Can I challenge you Bored chemist to see if you are able to pick apart my method of measuring the one way speed of light? Good luck.
Ore am I missing something.
OK the point he makes is that it impossible to tell if light travels right to left at the same speed that it travels left to right.Now imagine you are "God" sitting behind the detector, and you watch the flash of light.You see some light come straight towards you and hit the detector.And you see some light coming not quite straight towards you, it goes a bit off to the right, and it hits the mirror, and then it travels back to the left and hits the detector.That's the bit where it's a 2 way experiment,.If the L-R speed isn't the same as the R-L speed then you can't be sure (even though I measured the distances with a bit of string, that the light reaches the mirror at exactly the same time as it reaches the detector.It may have got there a little early, or a little late.So you don't actually know how long it too to cover the extra foot.Essentially, because the light goes to the right and then to the left, it's not a one-way speed.

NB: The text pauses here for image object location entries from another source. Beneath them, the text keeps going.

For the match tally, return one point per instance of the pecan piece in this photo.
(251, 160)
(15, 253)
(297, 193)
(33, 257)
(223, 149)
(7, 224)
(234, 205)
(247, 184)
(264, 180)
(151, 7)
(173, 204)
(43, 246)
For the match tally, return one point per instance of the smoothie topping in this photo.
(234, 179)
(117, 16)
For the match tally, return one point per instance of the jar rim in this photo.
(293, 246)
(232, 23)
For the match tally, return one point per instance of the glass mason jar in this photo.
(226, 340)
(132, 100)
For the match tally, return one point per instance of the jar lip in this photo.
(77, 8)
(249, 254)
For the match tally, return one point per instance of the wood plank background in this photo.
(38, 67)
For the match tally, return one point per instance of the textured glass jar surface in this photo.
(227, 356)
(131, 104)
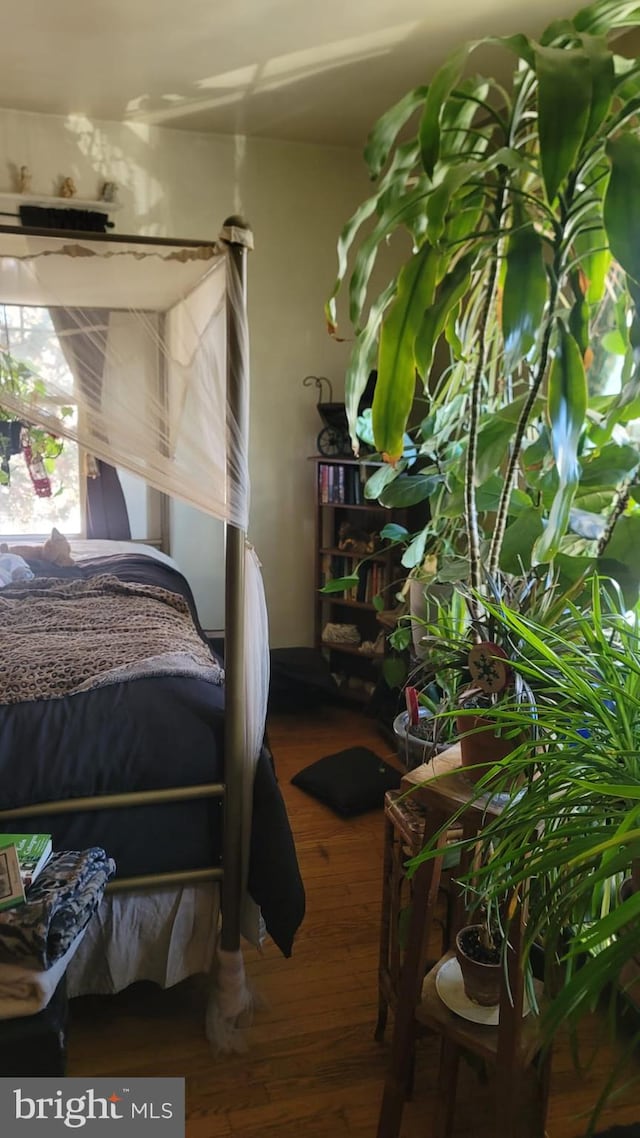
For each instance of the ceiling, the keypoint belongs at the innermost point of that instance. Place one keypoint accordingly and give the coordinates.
(296, 69)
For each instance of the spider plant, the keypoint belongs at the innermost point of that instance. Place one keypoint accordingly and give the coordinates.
(509, 207)
(566, 840)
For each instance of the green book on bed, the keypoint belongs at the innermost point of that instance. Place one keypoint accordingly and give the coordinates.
(33, 851)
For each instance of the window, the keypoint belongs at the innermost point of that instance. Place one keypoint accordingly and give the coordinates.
(27, 335)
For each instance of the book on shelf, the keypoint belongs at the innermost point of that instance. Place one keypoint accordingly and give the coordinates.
(33, 851)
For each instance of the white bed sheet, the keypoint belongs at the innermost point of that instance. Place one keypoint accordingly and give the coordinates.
(162, 936)
(83, 549)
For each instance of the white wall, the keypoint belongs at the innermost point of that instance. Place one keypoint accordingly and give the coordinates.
(296, 197)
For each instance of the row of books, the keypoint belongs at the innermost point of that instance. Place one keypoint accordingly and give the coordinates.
(22, 858)
(372, 577)
(338, 485)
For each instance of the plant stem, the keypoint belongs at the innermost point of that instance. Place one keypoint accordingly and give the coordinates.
(470, 504)
(523, 423)
(620, 505)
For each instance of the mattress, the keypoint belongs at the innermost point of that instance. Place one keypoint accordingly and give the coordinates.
(148, 733)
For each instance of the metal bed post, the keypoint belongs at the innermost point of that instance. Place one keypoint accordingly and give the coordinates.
(238, 239)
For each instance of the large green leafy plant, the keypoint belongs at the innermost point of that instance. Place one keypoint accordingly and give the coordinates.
(519, 209)
(18, 379)
(568, 839)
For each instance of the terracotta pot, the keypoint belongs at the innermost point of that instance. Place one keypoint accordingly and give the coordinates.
(482, 981)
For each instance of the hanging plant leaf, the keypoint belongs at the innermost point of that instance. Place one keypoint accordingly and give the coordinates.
(361, 361)
(519, 538)
(564, 106)
(393, 533)
(450, 291)
(376, 484)
(415, 553)
(524, 295)
(622, 201)
(579, 324)
(409, 489)
(602, 81)
(387, 128)
(567, 409)
(590, 526)
(442, 84)
(396, 357)
(600, 17)
(609, 467)
(341, 584)
(458, 116)
(399, 214)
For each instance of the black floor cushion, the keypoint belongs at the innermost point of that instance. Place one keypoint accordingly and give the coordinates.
(350, 782)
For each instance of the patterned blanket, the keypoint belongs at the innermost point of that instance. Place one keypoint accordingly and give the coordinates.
(58, 906)
(59, 637)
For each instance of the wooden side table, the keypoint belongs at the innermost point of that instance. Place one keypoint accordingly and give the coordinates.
(513, 1047)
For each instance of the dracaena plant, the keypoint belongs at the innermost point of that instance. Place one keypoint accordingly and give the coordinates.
(519, 209)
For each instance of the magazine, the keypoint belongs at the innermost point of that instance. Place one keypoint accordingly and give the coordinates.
(33, 851)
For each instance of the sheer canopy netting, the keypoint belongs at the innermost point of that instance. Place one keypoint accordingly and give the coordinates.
(142, 330)
(122, 346)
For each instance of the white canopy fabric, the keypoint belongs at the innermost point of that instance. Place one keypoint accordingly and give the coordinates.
(144, 329)
(146, 326)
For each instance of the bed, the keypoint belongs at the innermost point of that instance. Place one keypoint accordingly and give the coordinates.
(162, 765)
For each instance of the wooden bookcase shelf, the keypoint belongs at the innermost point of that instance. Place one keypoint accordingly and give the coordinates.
(343, 513)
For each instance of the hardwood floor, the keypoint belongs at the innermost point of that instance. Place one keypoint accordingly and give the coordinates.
(312, 1068)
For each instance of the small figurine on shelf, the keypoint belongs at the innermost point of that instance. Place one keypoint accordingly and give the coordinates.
(108, 191)
(67, 188)
(24, 180)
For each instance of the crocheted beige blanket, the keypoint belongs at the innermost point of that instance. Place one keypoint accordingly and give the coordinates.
(58, 637)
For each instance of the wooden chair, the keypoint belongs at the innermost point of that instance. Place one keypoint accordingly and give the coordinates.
(403, 839)
(514, 1047)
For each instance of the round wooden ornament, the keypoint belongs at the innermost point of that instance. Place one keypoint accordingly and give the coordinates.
(489, 666)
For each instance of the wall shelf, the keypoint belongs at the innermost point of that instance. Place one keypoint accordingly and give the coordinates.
(13, 198)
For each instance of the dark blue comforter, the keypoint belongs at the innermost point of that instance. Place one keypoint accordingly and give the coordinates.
(144, 734)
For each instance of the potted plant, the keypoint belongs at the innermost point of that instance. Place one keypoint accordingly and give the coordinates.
(510, 205)
(464, 667)
(572, 834)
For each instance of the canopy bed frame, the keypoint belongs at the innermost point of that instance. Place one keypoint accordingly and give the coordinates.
(23, 253)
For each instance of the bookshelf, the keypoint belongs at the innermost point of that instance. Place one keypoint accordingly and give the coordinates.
(347, 529)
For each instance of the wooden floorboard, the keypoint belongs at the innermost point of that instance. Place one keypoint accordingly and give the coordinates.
(312, 1069)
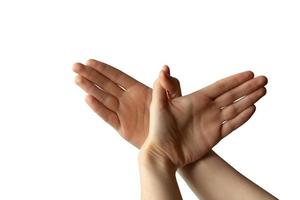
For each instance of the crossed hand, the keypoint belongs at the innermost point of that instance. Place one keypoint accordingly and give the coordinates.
(181, 129)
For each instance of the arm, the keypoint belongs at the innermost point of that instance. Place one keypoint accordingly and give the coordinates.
(136, 99)
(157, 178)
(213, 178)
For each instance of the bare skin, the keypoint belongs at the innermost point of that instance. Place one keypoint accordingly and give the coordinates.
(120, 96)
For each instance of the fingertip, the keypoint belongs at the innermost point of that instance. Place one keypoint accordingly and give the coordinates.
(89, 99)
(166, 69)
(91, 62)
(77, 67)
(78, 80)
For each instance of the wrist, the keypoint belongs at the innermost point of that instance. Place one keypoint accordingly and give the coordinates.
(152, 158)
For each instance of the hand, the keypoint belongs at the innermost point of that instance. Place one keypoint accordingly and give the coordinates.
(183, 129)
(127, 110)
(122, 101)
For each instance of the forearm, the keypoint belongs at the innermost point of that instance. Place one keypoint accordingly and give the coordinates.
(213, 178)
(158, 179)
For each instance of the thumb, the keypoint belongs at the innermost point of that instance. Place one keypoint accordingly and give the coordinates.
(169, 83)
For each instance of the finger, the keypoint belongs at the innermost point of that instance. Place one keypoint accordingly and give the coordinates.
(236, 108)
(236, 122)
(219, 87)
(106, 99)
(97, 78)
(169, 83)
(159, 96)
(106, 114)
(240, 91)
(117, 76)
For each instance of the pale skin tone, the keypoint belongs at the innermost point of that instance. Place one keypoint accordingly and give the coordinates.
(124, 103)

So it's not a "one way" measurement.
Quote from: Bored chemist on 06/07/2021 20:50:48So it's not a "one way" measurement.That is true but it is not in opposite directions only a slite angle.
Left is the opposite of right.It goes one way, then it goes the other.So it is not a one-way measurement.
it would be nice to be able to test it.
You can't.At best you can show that a round trip along two lines gives a consistent speed.